Il 5 per mille viene destinato attraverso un apposito riquadro presente nel Cud, nel modello 730-1 redditi 2012, nel Modello Unico Persone Fisiche e nel Modello Unico Persone Fisiche-MINI. Il contribuente ha due possibilità: o devolvere il 5 per mille all’intero settore, per esempio il volontariato, limitandosi ad apporre la propria firma nella relativa casella; oppure può scegliere di destinare il proprio contributo a una specifica organizzazione. In questo caso deve inserire, insieme alla sottoscrizione, il Codice fiscale dell’associazione prescelta nello spazio predisposto (rimanendo nell’esempio di prima, nella case dedicata alle associazioni di volontariato, fondazioni ecc..).
Importante: Il 5 per mille non è alternativo all’8 per mille. È possibile operare entrambe le scelte in maniera autonoma.

Anche se non costa nulla, il cittadino nel momento in cui compila l’apposito riquadro dedicato al cinque per mille opera una scelta: decide a quale Ente destinare la sua piccola porzione di contributo. Proprio per questo, a partire dalla Finanziaria del 2008, il legislatore ha introdotto l’obbligo per gli Enti del terzo settore di rendere conto della destinazione delle somme percepite quali quote del 5 per mille dell’Irpef.
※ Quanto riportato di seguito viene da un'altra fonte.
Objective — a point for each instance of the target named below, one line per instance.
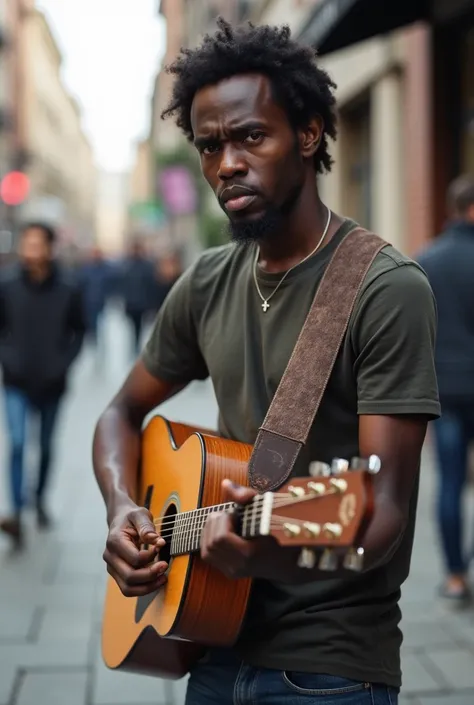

Il dovere di rendicontazione riguarda le quote percepite a partire dall’anno finanziario 2008, cioè le somme destinate dai contribuenti con la dichiarazione dei redditi del 2007. Solo gli Enti di volontariato e le Onlus che hanno percepito somme pari o superiori a 20 mila euro sono tenuti all’invio al Ministero del Lavoro del modello di rendiconto (in esso si trovano cinque voci di spesa: risorse umane, costi funzionamento, acquisto di beni e servizi, erogazioni e altro) e della relativa relazione illustrativa nei casi previsti dalle linee-guida o alle integrazioni richieste dalla Direzione generale del Terzo settore. A controllare il corretto espletamento delle procedure di rendiconto è il Dipartimento sociale del ministero del Lavoro, al quale vanno inviati i bilanci entro un anno dal ricevimento delle somme. Gli altri Enti, che hanno percepito importi inferiori, sono tenuti comunque alla rendicontazione e alla custodia di tale documentazione presso la sede legale per un periodo di dieci anni, a disposizione di eventuali verifiche amministrativo-contabili. Con Decreto legge n. 225 convertito in Legge 26/2/2011, n. 10, e con Legge n. 183 del 12/11/2011 sono state prorogate le disposizioni contenute nel Dpcm 23/4/2010 per gli anni finanziari 2011 e 2012 (dichiarazioni redditi 2010 e 2011) e, quindi, l’obbligo di rendicontazione delle somme percepite a titolo di 5 per mille.